A Study of TRV130 for the Treatment of Pain After Abdominoplasty

Phase 2

Completed

• Conditions: Pain
• Interventions: Drug: Morphine; Drug: TRV130; Drug: Placebo

• Registration Number: NCT02335294
• Lead Sponsor: Trevena Inc.

Brief Summary

The primary objective is to evaluate the analgesic efficacy of IV TRV130 compared with placebo in patients with acute postoperative pain following abdominoplasty.

Detailed Description

The primary objective is to evaluate the analgesic efficacy of intravenous (IV) TRV130 administered via patient controlled analgesia device (PCA) compared with placebo administered via PCA in patients with moderate to severe, acute postoperative pain following abdominoplasty.

Study Timeline

• Study Start: 2014-12
• Study First Submitted: 2015-01-07
• Study First Submitted QC: 2015-01-08
• Study First Posted: 2015-01-09
• Primary Completion: 2015-07
• Study Completion: 2015-08
• Disposition First Submitted: 2017-09-15
• Disposition First Submitted QC: 2018-07-23
• Disposition First Posted: 2018-07-26
• Results First Submitted: 2020-08-21
• Status Verified: 2020-09
• Results First Submitted QC: 2020-09-11
• Last Update Submitted: 2020-09-11
• Results First Posted: 2020-09-16
• Last Update Posted: 2020-09-16

Recruitment & Eligibility

• Status: COMPLETED
• Sex: All
• Target Recruitment: 200

Inclusion Criteria

• >=18 and <=65 years of age.
• Plans to undergo an abdominoplasty procedure with no additional collateral procedures.
• Is able to understand and comply with the procedures and study requirements, and to provide written informed consent before any study procedure.

Exclusion Criteria

• ASA Physical Status Classification System classification of P3 or worse.
• Has surgical or post-surgical complications.
• Has clinically significant medical conditions or history of such conditions that may interfere with the interpretation of efficacy, safety, or tolerability data obtained in the trial, or may interfere with the absorption, distribution, metabolism, or excretion of drugs.
• Has previously participated in another TRV130 clinical study.

Study & Design

• Study Type: INTERVENTIONAL
• Study Design: PARALLEL

Arm && Interventions

Group	Intervention	Description
Morphine	Morphine	-
TRV130	TRV130	-
Placebo	Placebo	-

Primary Outcome Measures

Name	Time	Method
Time Weighted Average (TWA) Change From Baseline in Pain Score Over 24 Hours Between TRV130 and Placebo	24-hours	Pain intensity will be evaluated using an 11-point (0-10) Numeric Pain Rating Scale (NPRS), with higher numbers indicating a higher pain intensity, administered over 24 hours. Time weighted average change from baseline is calculated using the following: time weighted sum of pain intensity differences (SPID) divided by a constant (24 hours) to yield values on the 0-10 NPRS.

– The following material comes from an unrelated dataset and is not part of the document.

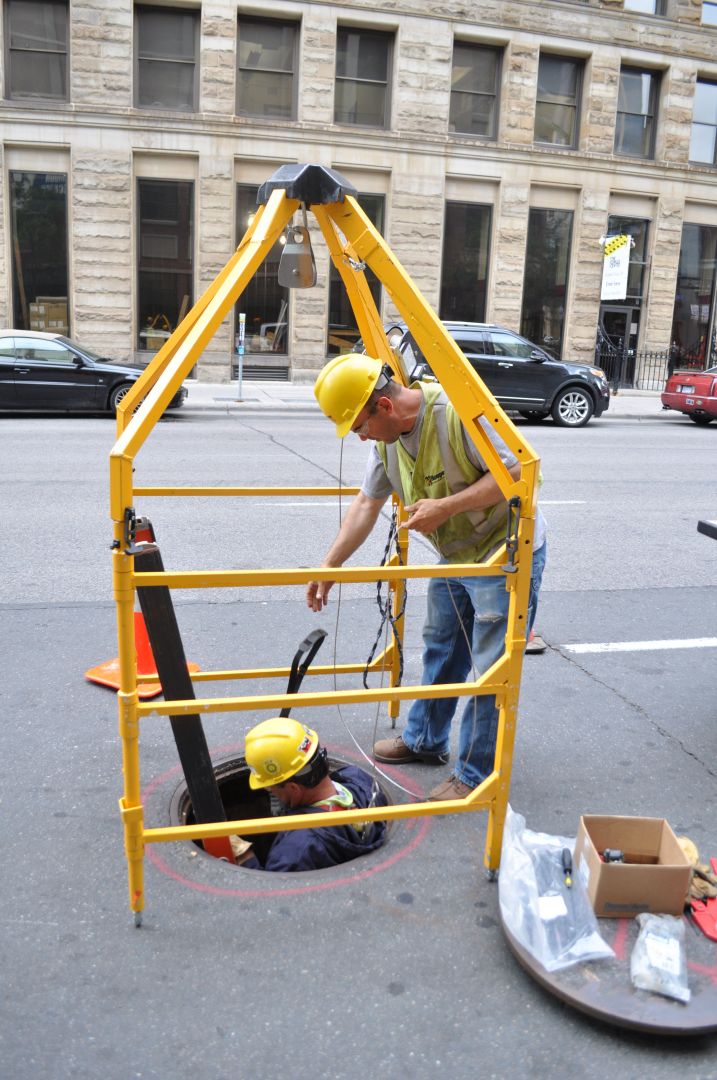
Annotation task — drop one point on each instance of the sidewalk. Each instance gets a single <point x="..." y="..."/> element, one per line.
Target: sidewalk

Secondary Outcome Measures

Name	Time	Method
Time Weighted Average (TWA) Change From Baseline in Pain Score Over 24 Hours Between TRV130 and Morphine	24-hours	Pain intensity will be evaluated using an 11-point (0-10) Numeric Pain Rating Scale (NPRS), with higher numbers indicating a higher pain intensity, administered over 24 hours. Time weighted average change from baseline is calculated using the following: time weighted sum of pain intensity differences (SPID) divided by a constant (24 hours) to yield values on the 0-10 NPRS.